Shockingly, a lot of the genes associated with brain function are not highly conserved, mostly just the genes that direct the brain to form at all, and where it should go. Why do you think mental disorders are so common in our species? Almost 20% of humanity is mentally defective in one way or another. Here's the thing: as long as it doesn't stop you from reproducing, it can be passed on to the next generation anyways. Also, you say "de novo" as if we don't experience genetic mutations all the time. Every person is born with between 40-60 de novo genes, so why are you acting like 60 is a problem? That's not very many mutations.
Hang on! Every person is born with 40-60 de novo genes? 40 to 60 brand new genes? On average humans across the spectrum diverge by one tenth of one percent and your telling me brand new genes are emerging every generation? That's completely and patently absurd.
-_- mutations are mistakes that life has to deal with. Occassionally, those mistakes result in something good, like how sticky notes and silly putty and puffed chips are the results of errors. Most errors don't result in anything good, that's fine and dandy, the fact that any do gives natural selection something to act on.
The rarest of effects from mutations are beneficial, with the exception of those adaptive on an evolutionary scale.
Furthermore, your own quote hurts your point that "less sleep is one thing, but increased intelligence is another". This is because the deaths that come with producing a drastic change are EQUIVALENT to those producing a minor one. Of the approximately 2 million different egg cells in my body when I was born, how many do you think would even have a chance of becoming a realized human? Well, the world record of births from a single mother that had kids live past infancy is 67 (she gave birth to 69, and two died in infancy). That means the human female with the highest evolutionary fitness only had 0.00335% of her egg cells succeed at most (I highly doubt that every child born as a twin, triplet, and quadruplet was fraternal, so that percentage is likely lower). And let's not even get started on how many sperm cells men produce compared to the number that fertilize eggs. So, there's the necessary deaths for you. Who said they had to happen after fertilization, when sex cells can genetically fail without fertilization?
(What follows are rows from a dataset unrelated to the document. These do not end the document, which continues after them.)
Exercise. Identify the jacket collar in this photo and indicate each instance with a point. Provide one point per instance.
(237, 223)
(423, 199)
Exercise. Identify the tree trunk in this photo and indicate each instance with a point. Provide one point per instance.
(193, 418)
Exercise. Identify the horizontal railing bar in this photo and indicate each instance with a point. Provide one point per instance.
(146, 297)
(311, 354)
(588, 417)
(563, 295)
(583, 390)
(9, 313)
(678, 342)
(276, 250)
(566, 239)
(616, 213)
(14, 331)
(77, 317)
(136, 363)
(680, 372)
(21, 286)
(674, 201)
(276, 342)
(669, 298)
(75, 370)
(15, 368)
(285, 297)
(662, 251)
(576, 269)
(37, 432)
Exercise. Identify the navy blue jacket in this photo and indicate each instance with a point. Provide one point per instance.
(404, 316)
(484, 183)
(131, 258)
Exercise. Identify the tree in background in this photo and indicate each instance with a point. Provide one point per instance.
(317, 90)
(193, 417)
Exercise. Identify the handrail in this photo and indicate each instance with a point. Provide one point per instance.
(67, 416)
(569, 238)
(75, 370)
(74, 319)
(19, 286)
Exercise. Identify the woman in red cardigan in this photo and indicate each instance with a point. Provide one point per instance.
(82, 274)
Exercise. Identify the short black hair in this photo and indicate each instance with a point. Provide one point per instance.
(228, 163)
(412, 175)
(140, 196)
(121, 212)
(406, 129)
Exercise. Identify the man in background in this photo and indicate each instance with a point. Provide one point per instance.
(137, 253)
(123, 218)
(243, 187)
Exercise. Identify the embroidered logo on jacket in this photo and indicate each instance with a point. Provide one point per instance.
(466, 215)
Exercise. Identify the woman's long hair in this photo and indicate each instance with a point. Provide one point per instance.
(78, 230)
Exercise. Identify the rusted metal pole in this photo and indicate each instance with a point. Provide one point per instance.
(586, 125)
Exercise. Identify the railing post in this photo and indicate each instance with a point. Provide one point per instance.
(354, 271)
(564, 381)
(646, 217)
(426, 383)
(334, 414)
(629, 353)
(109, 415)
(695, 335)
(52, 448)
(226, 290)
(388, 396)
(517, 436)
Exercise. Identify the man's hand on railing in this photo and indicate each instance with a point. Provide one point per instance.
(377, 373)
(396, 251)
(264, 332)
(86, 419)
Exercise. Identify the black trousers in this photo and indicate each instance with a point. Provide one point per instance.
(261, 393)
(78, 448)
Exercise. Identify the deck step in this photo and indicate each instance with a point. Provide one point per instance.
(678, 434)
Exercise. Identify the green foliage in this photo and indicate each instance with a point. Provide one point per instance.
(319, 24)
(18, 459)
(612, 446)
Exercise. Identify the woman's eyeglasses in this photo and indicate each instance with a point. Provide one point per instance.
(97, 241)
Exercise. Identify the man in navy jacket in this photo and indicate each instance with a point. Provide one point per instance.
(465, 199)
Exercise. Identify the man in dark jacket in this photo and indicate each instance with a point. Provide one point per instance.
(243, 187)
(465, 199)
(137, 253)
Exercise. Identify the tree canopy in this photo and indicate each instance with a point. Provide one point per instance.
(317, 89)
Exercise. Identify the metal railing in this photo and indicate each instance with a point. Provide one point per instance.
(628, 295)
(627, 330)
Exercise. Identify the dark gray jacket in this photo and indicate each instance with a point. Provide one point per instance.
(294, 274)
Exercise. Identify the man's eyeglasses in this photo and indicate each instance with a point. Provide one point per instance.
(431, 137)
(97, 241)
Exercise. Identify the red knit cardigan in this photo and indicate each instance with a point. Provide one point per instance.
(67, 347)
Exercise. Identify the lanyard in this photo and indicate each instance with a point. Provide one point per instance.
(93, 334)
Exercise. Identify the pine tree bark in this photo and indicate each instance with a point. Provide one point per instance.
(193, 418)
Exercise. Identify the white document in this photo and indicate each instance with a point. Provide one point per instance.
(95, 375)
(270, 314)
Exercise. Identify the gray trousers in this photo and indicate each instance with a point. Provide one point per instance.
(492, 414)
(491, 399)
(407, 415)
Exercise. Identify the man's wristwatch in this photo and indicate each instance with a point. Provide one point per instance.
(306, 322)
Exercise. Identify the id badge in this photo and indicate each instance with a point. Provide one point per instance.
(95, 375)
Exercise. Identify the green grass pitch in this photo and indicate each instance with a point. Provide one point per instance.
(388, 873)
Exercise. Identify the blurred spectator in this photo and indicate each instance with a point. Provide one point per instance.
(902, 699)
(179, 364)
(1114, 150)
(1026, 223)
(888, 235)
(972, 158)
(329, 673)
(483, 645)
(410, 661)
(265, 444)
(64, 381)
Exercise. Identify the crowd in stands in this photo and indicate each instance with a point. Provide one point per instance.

The diversity of the earliest stages of development, here illustrated strictly within the vertebrates, provides one of the strongest challenges to the neo-Darwinian conception of homology and macroevolution. Given the hierarchical, step-wise logic or "architecture" of animal development, early stages such as cleavage and gastrulation lay the groundwork for all that follows. Body plan structures in the adult, for example, trace their cellular lineage to these early stages. Thus, if macroevolution is going to occur, it must begin in early development. Yet it is precisely here, in early development, that organisms are least tolerant of mutations. Furthermore, the adult homologies shared by these vertebrates commence at remarkably different points (e.g., cleavage patterns). How then did these different starting points evolve from a common ancestor? (
Homology, a Concept in Crisis)
That is the last place you would expect a mutation to have a beneficial effect but that is exactly where it would have to occur. That's not making a lot of sense to me.